Charitable immunity is a legal doctrine which holds that a charitable organization is not liable under tort law. It originated in 19th-century Great Britain.[1] [2] Between the 1940s and 1992, almost every state in the United States had abrogated or limited the charitable immunity doctrine.[3] [4] The doctrine has also been abandoned in Britain and Canada.[5]
The early form of charitable immunity in England did not provide immunity from suit; it only protected segregated funds held in a recognized equitable trust for the organization.[6]
In Heriot's Hospital, plaintiff Ross brought an action against a charitable trust which had been established for a home for fatherless boys, contending that he had been excluded from the home even though he was fatherless and otherwise qualified for the charitable benefits. By the time his case was determined, Ross was too old for admission, and the question was whether he was entitled to damages from the trust funds. The House of Lords held that he was not. In the House of Lords, Lord Cottenham, in dictum, pronounced that an award of damages out of a trust fund "would not be to apply it to those objects which the author of the fund had in view, but would be to divert it to a completely different purpose". Heriot's Hospital was not a tort claim and did not address the issue whether a charity is liable to those whom it has wrongfully injured. Heriot's Hospital repeated an earlier dictum from Lord Cottenham in Duncan v. Findlater, 6 Cl. & Fin. 894 (1839), which decided, unremarkably, that highway trustees, under a public road act, were not liable for the negligence of independent contractors.
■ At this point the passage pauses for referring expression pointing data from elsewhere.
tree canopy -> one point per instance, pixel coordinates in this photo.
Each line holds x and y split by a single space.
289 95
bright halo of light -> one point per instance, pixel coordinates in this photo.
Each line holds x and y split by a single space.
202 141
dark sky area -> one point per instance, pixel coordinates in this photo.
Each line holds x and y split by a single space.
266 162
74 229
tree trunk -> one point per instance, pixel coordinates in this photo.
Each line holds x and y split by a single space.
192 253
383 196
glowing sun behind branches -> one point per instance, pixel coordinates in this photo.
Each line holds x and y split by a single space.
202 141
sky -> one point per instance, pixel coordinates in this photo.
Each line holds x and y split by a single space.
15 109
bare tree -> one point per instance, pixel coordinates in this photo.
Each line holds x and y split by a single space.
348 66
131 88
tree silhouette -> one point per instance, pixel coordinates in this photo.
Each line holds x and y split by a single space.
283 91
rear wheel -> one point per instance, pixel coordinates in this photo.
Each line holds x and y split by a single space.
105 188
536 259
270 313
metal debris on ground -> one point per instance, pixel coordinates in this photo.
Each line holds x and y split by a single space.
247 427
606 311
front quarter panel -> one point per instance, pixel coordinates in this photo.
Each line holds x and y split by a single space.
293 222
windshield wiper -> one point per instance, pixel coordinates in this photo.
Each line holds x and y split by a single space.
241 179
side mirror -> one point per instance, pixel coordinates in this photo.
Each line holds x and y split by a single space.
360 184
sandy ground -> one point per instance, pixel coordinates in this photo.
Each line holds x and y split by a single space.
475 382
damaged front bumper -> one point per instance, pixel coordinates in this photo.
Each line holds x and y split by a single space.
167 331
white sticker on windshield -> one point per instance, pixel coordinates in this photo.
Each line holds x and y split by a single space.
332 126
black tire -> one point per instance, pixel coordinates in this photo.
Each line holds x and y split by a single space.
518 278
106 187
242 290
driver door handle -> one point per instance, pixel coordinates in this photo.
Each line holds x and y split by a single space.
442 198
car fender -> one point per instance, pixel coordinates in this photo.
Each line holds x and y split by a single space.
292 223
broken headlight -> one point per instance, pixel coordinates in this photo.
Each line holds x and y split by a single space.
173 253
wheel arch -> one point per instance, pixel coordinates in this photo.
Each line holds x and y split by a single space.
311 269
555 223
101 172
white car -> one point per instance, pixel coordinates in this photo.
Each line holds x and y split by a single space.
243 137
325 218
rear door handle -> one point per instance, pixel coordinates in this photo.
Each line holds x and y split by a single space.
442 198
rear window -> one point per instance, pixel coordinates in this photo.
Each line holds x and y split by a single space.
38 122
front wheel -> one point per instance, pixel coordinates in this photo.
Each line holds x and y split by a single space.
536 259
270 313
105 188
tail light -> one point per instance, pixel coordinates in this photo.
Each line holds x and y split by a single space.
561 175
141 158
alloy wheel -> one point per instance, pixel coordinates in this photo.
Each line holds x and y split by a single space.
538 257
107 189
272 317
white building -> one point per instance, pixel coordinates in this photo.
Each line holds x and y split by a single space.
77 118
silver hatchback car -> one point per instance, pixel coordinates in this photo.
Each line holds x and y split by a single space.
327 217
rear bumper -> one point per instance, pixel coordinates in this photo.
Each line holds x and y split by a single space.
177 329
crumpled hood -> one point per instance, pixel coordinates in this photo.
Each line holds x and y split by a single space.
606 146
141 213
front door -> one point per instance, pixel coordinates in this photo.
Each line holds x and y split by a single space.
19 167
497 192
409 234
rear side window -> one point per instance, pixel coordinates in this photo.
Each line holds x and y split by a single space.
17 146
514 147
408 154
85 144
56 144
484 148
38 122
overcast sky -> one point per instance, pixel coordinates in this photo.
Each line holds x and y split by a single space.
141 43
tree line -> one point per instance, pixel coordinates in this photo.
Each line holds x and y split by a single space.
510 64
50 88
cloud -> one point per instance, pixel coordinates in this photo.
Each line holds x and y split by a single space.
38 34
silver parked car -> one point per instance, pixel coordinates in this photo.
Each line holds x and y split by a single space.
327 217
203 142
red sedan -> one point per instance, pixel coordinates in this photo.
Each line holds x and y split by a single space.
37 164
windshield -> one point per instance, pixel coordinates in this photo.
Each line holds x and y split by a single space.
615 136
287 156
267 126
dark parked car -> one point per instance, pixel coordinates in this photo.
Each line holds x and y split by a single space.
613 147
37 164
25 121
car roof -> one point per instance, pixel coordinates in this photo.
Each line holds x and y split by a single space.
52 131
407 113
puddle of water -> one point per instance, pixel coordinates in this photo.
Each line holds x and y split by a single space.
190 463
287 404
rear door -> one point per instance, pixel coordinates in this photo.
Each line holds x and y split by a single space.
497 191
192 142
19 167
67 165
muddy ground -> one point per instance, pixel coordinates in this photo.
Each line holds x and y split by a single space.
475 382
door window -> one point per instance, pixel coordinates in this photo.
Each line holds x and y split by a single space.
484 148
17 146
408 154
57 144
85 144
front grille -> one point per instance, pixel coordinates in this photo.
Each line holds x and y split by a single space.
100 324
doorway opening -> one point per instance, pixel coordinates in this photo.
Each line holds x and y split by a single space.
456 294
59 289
A blanket waiver from suit for charities did not exist anywhere at common law until it was adopted in England in 1861.[7] Moreover, the concept of immunity had no sooner crept into English law than it was decisively repudiated. By 1866, the dictum of Duncan v. Findlater (and by implication that of Heriot's Hospital) was overruled by Mersey Docks Trustees v. Gibbs, LR 1 HL 93, 11 Eng Rep 1500 (1866).[8]
The doctrine has especially been relevant, or discussed, in the context of child sexual abuse[1] [5] and medical malpractice.[4]
Under the charitable immunity doctrine, it was still possible to sue employees or volunteers of charitable institutions, so the doctrine's existence encouraged other legal arguments, such as the "captain of the ship" argument that a surgeon is responsible for everything that happens in an operating room.[9]